Buying a house can be a tricky process, extremely for first time buyers. If only there was something that could be done to make it easier! Well luckily for the people wanting to purchase a home in King County, there is! With a multiple linear regression model, data can be filtered to predict a price within certain grading and condition ranges that new householders can use. Below we'll go through the process of how the model was formed as well as include what criteria was used.
Methodology
The files used:
- King County House Sales dataset (kc_house_data.csv)

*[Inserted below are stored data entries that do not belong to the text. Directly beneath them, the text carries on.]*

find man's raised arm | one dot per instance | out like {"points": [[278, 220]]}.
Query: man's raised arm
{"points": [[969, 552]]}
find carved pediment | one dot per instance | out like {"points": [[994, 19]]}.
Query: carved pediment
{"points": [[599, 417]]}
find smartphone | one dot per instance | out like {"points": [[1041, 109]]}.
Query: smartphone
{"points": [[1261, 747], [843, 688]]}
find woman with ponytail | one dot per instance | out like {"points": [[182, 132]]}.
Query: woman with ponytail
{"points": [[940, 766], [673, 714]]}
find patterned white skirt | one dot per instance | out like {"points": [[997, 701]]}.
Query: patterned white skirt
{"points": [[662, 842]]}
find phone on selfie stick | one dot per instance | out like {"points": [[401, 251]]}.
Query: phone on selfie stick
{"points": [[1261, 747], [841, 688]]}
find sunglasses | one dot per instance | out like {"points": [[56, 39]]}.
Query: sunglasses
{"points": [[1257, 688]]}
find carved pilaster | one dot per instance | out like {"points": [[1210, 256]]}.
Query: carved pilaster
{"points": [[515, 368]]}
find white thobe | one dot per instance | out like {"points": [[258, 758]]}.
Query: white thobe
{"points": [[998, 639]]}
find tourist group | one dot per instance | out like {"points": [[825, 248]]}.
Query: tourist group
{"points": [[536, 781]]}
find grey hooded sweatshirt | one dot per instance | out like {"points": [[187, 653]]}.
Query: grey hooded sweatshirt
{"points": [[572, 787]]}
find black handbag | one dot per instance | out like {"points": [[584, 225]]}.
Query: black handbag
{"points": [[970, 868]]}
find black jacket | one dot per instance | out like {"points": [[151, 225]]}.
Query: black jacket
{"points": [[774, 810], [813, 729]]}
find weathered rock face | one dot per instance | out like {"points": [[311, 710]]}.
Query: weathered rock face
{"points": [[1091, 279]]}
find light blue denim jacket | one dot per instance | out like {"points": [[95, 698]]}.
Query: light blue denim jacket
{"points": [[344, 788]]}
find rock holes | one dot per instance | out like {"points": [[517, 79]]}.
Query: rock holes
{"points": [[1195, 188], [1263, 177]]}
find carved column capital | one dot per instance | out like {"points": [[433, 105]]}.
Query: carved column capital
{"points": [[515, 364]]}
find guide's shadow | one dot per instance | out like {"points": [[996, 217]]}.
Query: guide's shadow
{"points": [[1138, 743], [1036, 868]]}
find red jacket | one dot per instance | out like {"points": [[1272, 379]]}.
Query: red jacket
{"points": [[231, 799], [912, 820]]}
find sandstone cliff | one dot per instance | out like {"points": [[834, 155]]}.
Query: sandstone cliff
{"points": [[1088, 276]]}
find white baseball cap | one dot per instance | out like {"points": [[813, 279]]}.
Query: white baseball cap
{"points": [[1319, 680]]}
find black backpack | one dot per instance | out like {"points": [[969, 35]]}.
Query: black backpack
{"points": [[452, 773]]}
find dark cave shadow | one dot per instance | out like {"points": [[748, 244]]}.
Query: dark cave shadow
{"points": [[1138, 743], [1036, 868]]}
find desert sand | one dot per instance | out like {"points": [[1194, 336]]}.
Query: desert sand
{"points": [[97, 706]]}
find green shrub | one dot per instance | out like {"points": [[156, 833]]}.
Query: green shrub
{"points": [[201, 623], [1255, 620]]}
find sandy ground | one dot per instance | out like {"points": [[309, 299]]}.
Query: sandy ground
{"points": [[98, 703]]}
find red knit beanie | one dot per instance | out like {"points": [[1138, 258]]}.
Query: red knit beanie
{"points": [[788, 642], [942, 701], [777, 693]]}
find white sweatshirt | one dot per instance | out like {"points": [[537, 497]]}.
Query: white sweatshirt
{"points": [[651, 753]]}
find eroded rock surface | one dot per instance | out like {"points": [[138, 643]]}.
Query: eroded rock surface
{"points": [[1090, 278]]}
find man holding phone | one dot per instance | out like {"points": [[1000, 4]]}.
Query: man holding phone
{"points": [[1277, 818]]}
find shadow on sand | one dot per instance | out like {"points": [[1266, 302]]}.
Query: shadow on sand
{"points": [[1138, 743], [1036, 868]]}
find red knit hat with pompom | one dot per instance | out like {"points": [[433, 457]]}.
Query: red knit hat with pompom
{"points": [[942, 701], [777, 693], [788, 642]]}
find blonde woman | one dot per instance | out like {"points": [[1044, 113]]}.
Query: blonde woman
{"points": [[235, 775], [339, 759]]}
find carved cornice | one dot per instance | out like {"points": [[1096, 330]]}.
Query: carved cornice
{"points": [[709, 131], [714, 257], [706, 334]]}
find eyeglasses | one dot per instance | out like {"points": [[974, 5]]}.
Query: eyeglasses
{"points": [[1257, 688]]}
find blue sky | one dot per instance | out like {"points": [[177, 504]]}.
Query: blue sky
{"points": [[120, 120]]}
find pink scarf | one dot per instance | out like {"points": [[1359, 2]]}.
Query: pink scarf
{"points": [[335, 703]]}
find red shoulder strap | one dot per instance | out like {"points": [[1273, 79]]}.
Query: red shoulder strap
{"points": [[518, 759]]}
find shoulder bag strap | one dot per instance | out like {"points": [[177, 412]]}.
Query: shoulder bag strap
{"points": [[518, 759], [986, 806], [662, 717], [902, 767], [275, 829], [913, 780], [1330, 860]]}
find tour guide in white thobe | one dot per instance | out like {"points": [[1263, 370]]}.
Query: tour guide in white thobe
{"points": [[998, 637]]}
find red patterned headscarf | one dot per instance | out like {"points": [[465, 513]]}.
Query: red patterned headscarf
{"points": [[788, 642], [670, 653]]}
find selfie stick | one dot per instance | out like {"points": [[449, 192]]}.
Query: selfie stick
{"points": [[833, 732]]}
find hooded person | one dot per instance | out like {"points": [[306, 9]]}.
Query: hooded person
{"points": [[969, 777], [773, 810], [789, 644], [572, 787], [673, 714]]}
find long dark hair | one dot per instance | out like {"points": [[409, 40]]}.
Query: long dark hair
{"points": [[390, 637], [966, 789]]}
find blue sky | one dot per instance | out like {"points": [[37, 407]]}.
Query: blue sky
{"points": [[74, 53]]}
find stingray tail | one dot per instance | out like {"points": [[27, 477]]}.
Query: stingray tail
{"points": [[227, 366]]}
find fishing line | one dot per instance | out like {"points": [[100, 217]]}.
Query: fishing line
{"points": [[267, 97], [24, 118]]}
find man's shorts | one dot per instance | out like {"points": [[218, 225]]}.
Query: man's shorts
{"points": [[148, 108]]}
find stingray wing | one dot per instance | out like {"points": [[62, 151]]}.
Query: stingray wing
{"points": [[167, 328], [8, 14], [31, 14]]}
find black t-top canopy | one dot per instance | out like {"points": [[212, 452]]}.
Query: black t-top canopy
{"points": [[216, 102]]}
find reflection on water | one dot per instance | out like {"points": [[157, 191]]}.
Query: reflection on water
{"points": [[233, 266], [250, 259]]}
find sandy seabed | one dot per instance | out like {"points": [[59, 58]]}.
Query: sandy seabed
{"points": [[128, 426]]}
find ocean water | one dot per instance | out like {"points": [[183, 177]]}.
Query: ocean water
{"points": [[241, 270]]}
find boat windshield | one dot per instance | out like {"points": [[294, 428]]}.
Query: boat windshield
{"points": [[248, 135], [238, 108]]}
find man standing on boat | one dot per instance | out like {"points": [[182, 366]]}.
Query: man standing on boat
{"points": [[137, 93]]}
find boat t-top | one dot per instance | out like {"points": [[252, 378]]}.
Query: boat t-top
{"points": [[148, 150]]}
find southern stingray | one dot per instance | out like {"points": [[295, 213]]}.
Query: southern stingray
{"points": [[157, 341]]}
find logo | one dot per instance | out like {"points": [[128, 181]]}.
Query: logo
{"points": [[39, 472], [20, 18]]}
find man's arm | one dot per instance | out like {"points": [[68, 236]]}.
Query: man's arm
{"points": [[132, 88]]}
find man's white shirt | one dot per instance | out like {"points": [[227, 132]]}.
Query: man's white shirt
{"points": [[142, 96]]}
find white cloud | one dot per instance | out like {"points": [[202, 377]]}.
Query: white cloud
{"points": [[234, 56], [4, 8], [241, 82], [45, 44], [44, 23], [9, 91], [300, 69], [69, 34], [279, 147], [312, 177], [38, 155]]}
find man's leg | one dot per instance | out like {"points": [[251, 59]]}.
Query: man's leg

- Column Names (column_names.md)
- King County Grading and Condition Scales (https://info.kingcounty.gov/assessor/esales/Glossary.aspx?type=r)
Cleaning Up the Columns
From the dataset there was a healthy amount of options to choose from, but basing it on beginning buyers there were some columns that were dropped and/or refined. The columns that ended up being used were price, bedrooms, bathrooms, square footage of living space, square footage of lot, floors, waterfront, condition, grade, and lastly square footage of basements. Further filtration was done on the price range for buyers to be one million dollars and under so that not all of the buyer's saving are theoretically drained just purchasing the house. In addition, we want to reassure these people that the homes they could search for in this model would be of quality. Therefore, using the condition and grading system provided by the King County area, the model is sorted to be at least a grade of 6 (where there are a few lower quality materials and more simplistic designs) to a highest of 10 (higher quality of features and usually more square footage) on the King County grading scale and the condition to be at least a 3 (or in words, an average home that needs only minor repairs).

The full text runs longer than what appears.